While you are right that Morris could be called a fictionist, my problem with that term was how Eden uses it generally to refer always to the three of Tennyson, Swinburne and Morris. He seems to want to yoke them together when they don't all fit that description, which was my point. I think it would be a better essay had the author differentiated a bit among his three Victorians. Also, the examples Eden supplies of Morris' writing are all from the poetry, so that also sits a bit awkwardly with the descriptor 'fictionist'. Probably too I would be happier with your 'prose romance', which I think is closer to what Morris was doing than 'fictionist.'

You might be surprised to know that you have in your reply here provided more evidence of Morris's influence on Tolkien than Eden supplies in the essay. The one little footnote he supplies on Anderson's Tales Before Tolkien doesn't even mention Morris (although Morris is the only one of these three presented in that book). I know of Morris' influence, but my point is about the method in this essay.
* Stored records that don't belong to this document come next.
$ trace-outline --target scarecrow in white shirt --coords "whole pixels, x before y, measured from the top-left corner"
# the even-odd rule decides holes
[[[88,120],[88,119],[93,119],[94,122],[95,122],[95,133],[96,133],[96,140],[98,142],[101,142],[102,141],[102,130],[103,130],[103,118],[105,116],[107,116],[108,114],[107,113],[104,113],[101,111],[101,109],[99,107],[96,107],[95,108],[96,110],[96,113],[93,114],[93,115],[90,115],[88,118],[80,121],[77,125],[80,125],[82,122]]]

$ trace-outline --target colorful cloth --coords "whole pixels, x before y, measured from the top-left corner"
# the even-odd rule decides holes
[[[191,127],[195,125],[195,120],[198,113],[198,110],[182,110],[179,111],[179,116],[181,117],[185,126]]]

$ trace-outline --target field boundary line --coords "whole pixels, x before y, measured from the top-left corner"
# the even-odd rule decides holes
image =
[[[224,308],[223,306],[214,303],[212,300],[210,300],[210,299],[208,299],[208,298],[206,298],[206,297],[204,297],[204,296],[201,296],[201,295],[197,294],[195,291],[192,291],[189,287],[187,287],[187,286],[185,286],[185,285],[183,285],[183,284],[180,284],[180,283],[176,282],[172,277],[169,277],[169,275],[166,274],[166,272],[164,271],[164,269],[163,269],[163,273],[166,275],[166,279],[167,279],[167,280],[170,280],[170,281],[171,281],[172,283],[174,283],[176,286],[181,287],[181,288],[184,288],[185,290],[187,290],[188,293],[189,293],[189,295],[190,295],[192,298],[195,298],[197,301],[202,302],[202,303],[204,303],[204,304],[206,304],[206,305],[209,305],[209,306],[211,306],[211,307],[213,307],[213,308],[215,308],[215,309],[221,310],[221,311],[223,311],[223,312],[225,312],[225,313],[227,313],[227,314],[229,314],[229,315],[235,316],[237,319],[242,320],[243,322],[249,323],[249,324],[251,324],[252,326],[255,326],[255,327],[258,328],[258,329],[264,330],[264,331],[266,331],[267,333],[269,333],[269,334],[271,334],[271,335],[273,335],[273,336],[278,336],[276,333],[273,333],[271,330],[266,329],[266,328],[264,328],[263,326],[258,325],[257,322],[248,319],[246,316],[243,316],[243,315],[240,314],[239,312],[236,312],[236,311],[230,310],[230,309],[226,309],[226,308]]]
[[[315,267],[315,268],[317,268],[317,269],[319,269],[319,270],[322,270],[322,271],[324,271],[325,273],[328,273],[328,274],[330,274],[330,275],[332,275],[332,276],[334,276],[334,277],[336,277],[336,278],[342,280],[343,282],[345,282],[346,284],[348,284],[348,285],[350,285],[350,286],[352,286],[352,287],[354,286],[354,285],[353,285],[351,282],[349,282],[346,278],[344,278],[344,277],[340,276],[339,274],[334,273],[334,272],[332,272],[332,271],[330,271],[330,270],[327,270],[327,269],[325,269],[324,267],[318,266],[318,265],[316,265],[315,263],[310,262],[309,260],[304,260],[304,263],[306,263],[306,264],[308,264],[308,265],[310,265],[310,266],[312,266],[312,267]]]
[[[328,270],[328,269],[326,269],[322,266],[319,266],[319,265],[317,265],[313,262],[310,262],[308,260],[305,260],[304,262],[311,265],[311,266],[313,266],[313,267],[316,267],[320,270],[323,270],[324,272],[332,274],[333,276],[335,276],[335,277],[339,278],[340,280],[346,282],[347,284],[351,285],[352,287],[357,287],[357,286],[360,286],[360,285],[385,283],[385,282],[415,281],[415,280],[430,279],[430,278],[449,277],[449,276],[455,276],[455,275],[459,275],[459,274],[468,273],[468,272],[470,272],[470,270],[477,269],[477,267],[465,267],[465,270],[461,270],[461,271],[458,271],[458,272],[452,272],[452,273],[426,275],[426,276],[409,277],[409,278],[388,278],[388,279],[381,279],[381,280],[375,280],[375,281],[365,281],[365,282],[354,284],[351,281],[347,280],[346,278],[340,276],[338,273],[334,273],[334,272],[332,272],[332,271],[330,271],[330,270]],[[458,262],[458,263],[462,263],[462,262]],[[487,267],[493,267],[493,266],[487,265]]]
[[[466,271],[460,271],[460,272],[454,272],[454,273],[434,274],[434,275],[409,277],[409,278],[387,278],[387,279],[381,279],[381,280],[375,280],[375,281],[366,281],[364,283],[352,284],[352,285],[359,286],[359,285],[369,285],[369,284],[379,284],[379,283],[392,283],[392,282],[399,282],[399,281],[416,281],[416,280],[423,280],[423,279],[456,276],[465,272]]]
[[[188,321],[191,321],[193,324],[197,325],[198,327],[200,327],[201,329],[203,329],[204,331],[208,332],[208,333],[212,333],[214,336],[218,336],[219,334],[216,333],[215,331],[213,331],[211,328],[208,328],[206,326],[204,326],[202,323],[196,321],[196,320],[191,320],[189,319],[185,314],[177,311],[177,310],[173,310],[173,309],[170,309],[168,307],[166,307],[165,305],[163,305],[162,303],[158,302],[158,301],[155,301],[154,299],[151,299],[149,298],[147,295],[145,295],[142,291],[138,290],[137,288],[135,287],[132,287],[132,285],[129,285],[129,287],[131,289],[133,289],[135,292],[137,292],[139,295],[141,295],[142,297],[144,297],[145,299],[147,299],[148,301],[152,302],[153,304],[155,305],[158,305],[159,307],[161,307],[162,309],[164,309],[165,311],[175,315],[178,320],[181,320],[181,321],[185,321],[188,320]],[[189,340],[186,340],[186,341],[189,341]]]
At the very least there should be the quotes from the letters which your links supply. It seems that Eden thinks all he needs to do is quote some lines with similar themes and that proves influence. And, in fact, he quotes only from Tennyson, Swinburne and Tolkien in his opening and doesn't even mention Morris as one of his chosen three Victorian fictionists until the fourth paragraph.

Maybe mewlings applies most to Tennyson. I saw Morris' Kelmscott Chaucer when I was in Ottawa last month and it is a beautiful work of art. It is not a medieval work of course, because the style is different--no medieval book I've ever seen had that much illustration--but as a faithful rendition of beauty in book form it is stunning.

One of the points, too, that I wished Eden had considered is why the later accounts don't have the strong references to music which the earlier versions do. Was Tolkien working against the Victorian medievalism Eden tries to prove--or was that part of the effect of Christopher Tolkien's editing?